Figure 5: Encoder 2 Feature Extraction of PCC
Figure 6: Encoder 2 Feature Extraction of AFC
Given the 6000 features that had been extracted previously, we then fed these features into a Random Forest classifier to discern the underlying patterns associated with our three target classes: Gland, NonGland, and Tumor. To commence, we segregated our features and labels, encoded the categorical labels numerically, and partitioned the data into training and test subsets, maintaining a 70-30 split to validate our model's predictive power on unseen data. The Random Forest number of estimators was set to 100.

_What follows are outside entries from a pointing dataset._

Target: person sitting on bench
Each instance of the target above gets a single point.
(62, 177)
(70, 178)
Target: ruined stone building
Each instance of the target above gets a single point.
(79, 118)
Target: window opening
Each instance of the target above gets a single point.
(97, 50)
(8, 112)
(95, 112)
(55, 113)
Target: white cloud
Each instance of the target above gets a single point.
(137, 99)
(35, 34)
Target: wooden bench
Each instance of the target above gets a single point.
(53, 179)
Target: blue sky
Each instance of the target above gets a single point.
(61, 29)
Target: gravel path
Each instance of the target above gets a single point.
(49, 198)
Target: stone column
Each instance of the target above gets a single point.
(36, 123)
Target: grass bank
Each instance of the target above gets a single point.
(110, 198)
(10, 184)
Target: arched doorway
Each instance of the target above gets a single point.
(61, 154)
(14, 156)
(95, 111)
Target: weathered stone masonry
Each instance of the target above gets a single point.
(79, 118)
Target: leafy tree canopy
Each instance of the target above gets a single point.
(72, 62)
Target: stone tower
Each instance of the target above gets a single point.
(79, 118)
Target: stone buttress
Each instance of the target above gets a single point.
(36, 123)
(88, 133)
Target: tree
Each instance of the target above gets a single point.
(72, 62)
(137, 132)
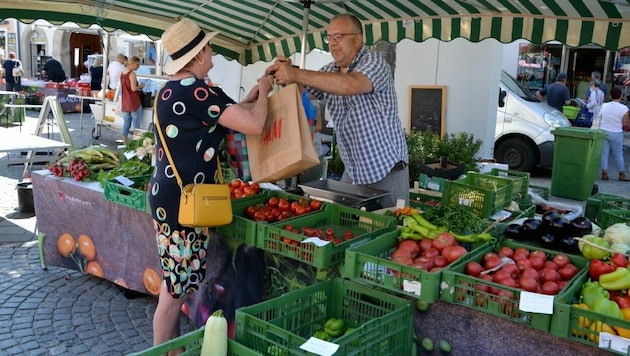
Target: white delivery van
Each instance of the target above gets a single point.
(523, 138)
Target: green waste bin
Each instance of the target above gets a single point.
(576, 158)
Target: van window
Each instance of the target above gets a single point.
(516, 88)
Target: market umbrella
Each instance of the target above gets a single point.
(255, 30)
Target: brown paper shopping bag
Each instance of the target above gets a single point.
(285, 147)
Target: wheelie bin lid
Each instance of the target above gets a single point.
(578, 132)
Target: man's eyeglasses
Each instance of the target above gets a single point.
(337, 37)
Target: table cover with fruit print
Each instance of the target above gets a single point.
(85, 232)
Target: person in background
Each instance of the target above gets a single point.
(96, 74)
(131, 105)
(359, 91)
(614, 117)
(595, 99)
(151, 54)
(13, 83)
(596, 76)
(556, 94)
(193, 116)
(115, 69)
(53, 71)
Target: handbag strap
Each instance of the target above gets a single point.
(168, 153)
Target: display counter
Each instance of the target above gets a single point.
(121, 248)
(41, 89)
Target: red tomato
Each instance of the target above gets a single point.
(431, 252)
(561, 260)
(273, 202)
(473, 268)
(539, 253)
(550, 288)
(489, 255)
(567, 272)
(452, 253)
(442, 240)
(425, 244)
(284, 205)
(249, 190)
(528, 283)
(506, 251)
(249, 211)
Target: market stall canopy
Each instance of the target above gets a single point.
(253, 30)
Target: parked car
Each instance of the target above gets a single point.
(523, 137)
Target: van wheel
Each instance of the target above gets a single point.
(517, 154)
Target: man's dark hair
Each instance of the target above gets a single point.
(615, 93)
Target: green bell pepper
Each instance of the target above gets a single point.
(607, 307)
(617, 280)
(592, 252)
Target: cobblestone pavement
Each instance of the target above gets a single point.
(63, 312)
(60, 311)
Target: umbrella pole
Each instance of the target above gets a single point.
(307, 10)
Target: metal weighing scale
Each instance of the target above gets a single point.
(344, 193)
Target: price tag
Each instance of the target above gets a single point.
(412, 287)
(319, 347)
(536, 303)
(129, 154)
(316, 241)
(614, 342)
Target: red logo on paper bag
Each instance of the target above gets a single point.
(273, 132)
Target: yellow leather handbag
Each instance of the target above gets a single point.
(200, 205)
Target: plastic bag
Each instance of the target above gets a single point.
(569, 211)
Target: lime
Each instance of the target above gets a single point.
(427, 343)
(422, 305)
(444, 346)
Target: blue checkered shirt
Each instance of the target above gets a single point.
(368, 129)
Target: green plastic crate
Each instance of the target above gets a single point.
(483, 193)
(542, 192)
(610, 217)
(424, 201)
(574, 323)
(520, 182)
(192, 343)
(364, 225)
(383, 323)
(245, 229)
(371, 264)
(131, 196)
(459, 288)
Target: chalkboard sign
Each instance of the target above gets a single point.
(427, 106)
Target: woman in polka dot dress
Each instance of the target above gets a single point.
(193, 116)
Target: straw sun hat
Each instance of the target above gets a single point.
(182, 41)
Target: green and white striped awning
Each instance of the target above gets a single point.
(253, 30)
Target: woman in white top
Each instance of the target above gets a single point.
(595, 99)
(614, 116)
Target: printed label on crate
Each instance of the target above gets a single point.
(374, 271)
(319, 347)
(124, 181)
(412, 287)
(536, 303)
(316, 241)
(464, 202)
(614, 342)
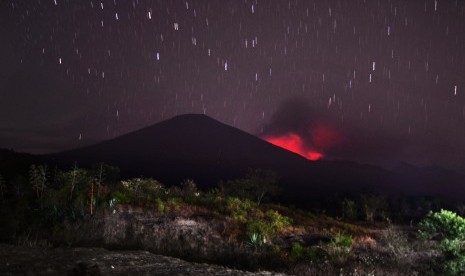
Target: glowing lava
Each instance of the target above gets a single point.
(294, 143)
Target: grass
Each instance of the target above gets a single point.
(239, 232)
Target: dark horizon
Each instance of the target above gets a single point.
(373, 82)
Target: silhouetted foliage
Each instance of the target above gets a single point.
(257, 185)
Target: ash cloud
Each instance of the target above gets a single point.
(334, 140)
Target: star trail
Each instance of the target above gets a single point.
(387, 76)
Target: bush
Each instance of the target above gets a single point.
(445, 224)
(450, 229)
(341, 240)
(397, 243)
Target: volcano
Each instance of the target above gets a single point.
(200, 148)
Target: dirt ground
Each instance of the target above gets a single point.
(20, 260)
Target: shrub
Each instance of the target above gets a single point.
(450, 229)
(444, 223)
(341, 240)
(256, 241)
(239, 209)
(297, 251)
(396, 242)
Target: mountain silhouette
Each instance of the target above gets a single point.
(200, 148)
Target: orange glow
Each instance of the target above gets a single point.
(294, 143)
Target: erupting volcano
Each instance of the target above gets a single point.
(294, 143)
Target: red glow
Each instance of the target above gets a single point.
(325, 137)
(294, 143)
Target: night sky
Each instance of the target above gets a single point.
(371, 81)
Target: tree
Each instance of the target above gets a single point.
(38, 178)
(449, 228)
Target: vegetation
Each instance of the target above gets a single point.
(247, 226)
(449, 228)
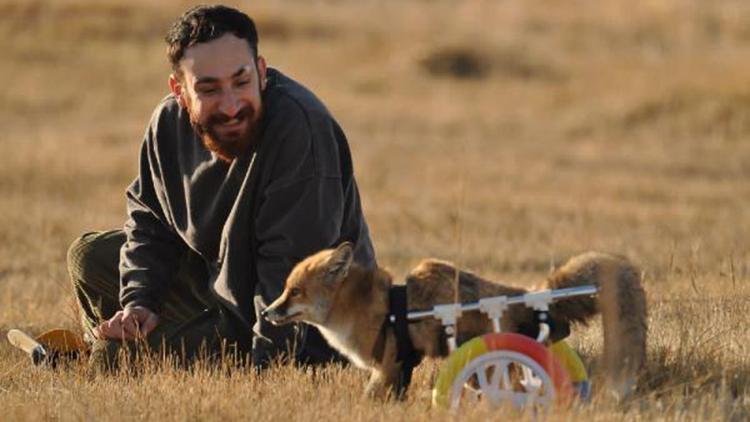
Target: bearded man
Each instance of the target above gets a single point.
(243, 172)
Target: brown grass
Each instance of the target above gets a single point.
(611, 125)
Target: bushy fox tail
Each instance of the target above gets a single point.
(622, 303)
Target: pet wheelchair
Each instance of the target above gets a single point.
(507, 368)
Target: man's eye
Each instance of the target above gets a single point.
(206, 91)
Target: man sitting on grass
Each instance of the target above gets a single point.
(243, 172)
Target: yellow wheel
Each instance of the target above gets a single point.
(502, 368)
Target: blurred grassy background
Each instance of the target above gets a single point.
(505, 136)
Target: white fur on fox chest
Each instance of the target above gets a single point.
(339, 339)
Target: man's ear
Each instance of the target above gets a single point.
(177, 89)
(340, 261)
(261, 65)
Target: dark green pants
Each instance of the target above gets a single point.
(192, 323)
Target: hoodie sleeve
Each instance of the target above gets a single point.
(310, 202)
(149, 257)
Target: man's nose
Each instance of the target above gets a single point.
(230, 104)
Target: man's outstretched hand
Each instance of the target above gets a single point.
(131, 323)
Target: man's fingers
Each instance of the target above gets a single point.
(112, 328)
(152, 320)
(130, 326)
(139, 321)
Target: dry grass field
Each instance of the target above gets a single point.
(502, 135)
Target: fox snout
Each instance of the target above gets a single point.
(275, 314)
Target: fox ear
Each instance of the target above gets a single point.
(340, 261)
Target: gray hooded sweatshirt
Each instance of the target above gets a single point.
(250, 220)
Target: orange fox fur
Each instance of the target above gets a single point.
(349, 303)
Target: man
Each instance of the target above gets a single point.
(243, 172)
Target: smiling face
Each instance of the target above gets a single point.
(220, 84)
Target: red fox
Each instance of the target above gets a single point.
(349, 304)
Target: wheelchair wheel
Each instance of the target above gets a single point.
(501, 369)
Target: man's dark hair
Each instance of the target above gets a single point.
(206, 23)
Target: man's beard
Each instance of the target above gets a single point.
(227, 148)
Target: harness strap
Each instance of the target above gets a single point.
(405, 352)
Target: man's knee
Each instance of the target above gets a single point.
(95, 254)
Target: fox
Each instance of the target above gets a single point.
(348, 303)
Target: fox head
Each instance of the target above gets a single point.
(311, 286)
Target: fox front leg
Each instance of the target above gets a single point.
(381, 385)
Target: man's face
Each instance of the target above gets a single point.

Upon convergence, the model was subjected to the test set to predict the classes of the data points. The performance of the classifier was then quantified using a confusion matrix (Figure 8) and a classification report (Table 3). The classification report revealed precision, recall, and f1-scores for each class, while the confusion matrix provided a visual representation of the classifier's performance, highlighting the instances of correct and incorrect predictions.
Figure 8: KNN & Random Forest Confusion Matrix PCC
Table 3: Random Forest PCC Classification.
Class | Precision | Recall | F1-Score | Support |
---|---|---|---|---|
Gland | 0.83 | 0.85 | 0.84 | 634 |
NonGland | 0.87 | 0.83 | 0.85 | 591 |
Tumor | 0.95 | 0.97 | 0.96 | 575 |
Accuracy | 0.88 | 1800 | ||
Macro Avg | 0.88 | 0.88 | 0.88 | 1800 |
Weighted Avg | 0.88 | 0.88 | 0.88 | 1800 |
The classification report reveals a well-balanced precision and recall across all categories, with the Tumor class standing out due to its high precision and recall scores. This highlights the model's capability in accurately differentiating between various classes, achieving an average accuracy rate of 88%.
Finally, we applied the k-nearest neighbors (KNN) clustering classification (SKLRNN) to our extracted feature data from PCC. The objective here was to use the supervised KNN technique to examine and classify the data. We applied KNN to the features using 6 neighbors, which through testing yielded the best results. Once finding that a KNN with 6 neighbors produced the highest accuracies, we split the data with the same 7:3 ratio, scaled the data, created our KNN classifier, trained it on our training set, and tested its performance against the test set.
Figure 7: KNN Predictions vs True Labels PCC
Table 4: KNN PCC Classification.
Class | Precision | Recall | F1-Score | Support |
---|---|---|---|---|
Gland | 0.84 | 0.86 | 0.85 | 574 |
NonGland | 0.89 | 0.88 | 0.88 | 621 |
Tumor | 0.98 | 0.97 | 0.97 | 605 |
Accuracy | 0.90 | 1800 | ||
Macro Avg | 0.90 | 0.90 | 0.90 | 1800 |
Weighted Avg | 0.90 | 0.90 | 0.90 | 1800 |
As can be seen in Table 4, the classification report received scores of 90% for each metric, indicating a good overall performance from the KNN classifier against the extracted features. This is confirmed visually with the classification predictions from the KNN compared against the true labels (Figure 7) where for the most part (90%) the data points are correctly guessed. It is mostly in the outliers where this is not the case, which can be expected, since KNN operates on nearby data points to classify. Observing the confusion matrix in Figure 8, we see the same results, where the diagonal contains most of the data points, indicating the KNN performed well at classifying our data.